After migrating my 2018 MacBook Pro from a 2017 MacBook Pro, I found that I could no longer authenticate in the Startup Security Utility on the recovery partition of 10.13 (High Sierra). The 2018 MacBook Pro had FileVault turned on and the 2017 MacBook Pro did not. I investigated some different methods to resolve this, and ultimately did resolve it. I wanted to share how I found the fix and what I learned along the way.

It turns out that AFPS stores authentication credentials in the filesystem. You can see this by running a diskutil command:

MacbookPro:~ tperfitt$ diskutil apfs listusers /
Cryptographic users for disk1s1 (6 found)
|
+– DFB7E1A7-B4CF-410A-9B63-80555D064277
| Type: Local Open Directory User
|
+– 318FBE00-98A2-43B0-B98B-499C349F76CA
| Type: Local Open Directory User
|
+– EB9B296E-4327-4384-B352-D42A303C7B75
| Type: Local Open Directory User
|
+– 8FF42D57-E6D6-454B-A8EE-336C8D15F887
| Type: Local Open Directory User
|
+– 1F46D541-6B44-4CA0-AF01-818ED468AC2F
| Type: Local Open Directory User
|
+– EBC6C064-0000-11AA-AA11-00306543ECAC
Type: Personal Recovery User

Each user on APFS has a UUID that you can find in local Open Directory. For example, my UUID is on my local account is 318FBE00-98A2-43B0-B98B-499C349F76CA, which I found in Directory Utility:

 

Open Directory keeps these two authentication stores in sync, but when I migrated my data, the APFS credentials did not get updated (different story but Migration Assistant was at 26 hours completed via Thunderbolt 3, and still said it had 26 hours to go–migrating the data on the disk took 2 hours).
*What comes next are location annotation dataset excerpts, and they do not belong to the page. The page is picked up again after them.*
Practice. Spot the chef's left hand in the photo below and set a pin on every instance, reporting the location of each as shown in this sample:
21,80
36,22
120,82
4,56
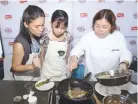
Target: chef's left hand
123,66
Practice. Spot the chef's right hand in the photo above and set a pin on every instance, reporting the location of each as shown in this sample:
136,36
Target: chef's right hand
36,62
73,63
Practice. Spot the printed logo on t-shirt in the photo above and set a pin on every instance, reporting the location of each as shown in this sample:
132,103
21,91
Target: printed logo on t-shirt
61,52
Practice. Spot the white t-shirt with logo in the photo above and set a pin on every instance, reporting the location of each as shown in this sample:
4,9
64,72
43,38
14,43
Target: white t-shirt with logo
102,54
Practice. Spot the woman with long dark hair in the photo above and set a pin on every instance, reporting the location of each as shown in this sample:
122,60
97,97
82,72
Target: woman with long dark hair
25,61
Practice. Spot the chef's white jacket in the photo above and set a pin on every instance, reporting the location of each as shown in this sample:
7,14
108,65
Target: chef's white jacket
102,54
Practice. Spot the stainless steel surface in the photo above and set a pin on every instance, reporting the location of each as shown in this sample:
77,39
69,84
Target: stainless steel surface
116,99
114,74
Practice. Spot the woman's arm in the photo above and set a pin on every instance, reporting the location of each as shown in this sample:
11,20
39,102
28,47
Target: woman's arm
18,54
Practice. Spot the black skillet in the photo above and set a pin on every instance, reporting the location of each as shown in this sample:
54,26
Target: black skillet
76,83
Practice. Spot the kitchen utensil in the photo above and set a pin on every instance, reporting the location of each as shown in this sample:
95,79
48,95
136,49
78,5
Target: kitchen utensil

Turns out there is a command to force the syncing of the local Open Directory and AFPS credentials store:

diskutil apfs updatepreboot /

However, this didn’t resolve the issue:

It was recommended to run a systemctl command to add manually add the password to AFPS:

sysadminctl interactive -secureTokenOn tperfitt -password –

That command seemed to run successfully yet I could still not authenticate in the Startup Security Utility. When I ran the “diskutil apfs updatepreboot /” command again, I got the same errors.

Noticing the “There are OpenDirectory user(s) but no Recovery user(s)” in the output above, I opened up FileVault pane in Security & Privacy in System Preferences. I didn’t want enable FileVault until I resolved this issue, fearing that I could lock myself out of the filesystem. When I selected the “Allow iCloud to unlock disk”, it didn’t show my user:

I then looked at the “Create a recovery key and do not use my iCloud account” and then cancelled after viewing the key figuring this was a dead end. However, after running “diskutil apfs updatepreboot /” again, the command completed successfully and the Startup Security Utility allow me to authenticate. I also noticed that Personal Recovery User started showing up in “diskutil apfs listusers /”.

Talking to some other admins, it appears what happens is that my local Open Directory users were not “secureToken” users (meaning they didn’t have a secureToken associated with my account in Open Directory). When I created a new user in System Preferences, that new user did not populate the APFS credentials store since the user I used to create the new user was not a secureToken user. Generating a recovery  key seemed to have kicked off the process of creating a secureTokens for my existing users, and then I could sync to APFS.

In retrospect, I believe all I needed to do was generate a recovery key by viewing it in the FileVault pane and then running the “diskutil apfs updatepreboot /”.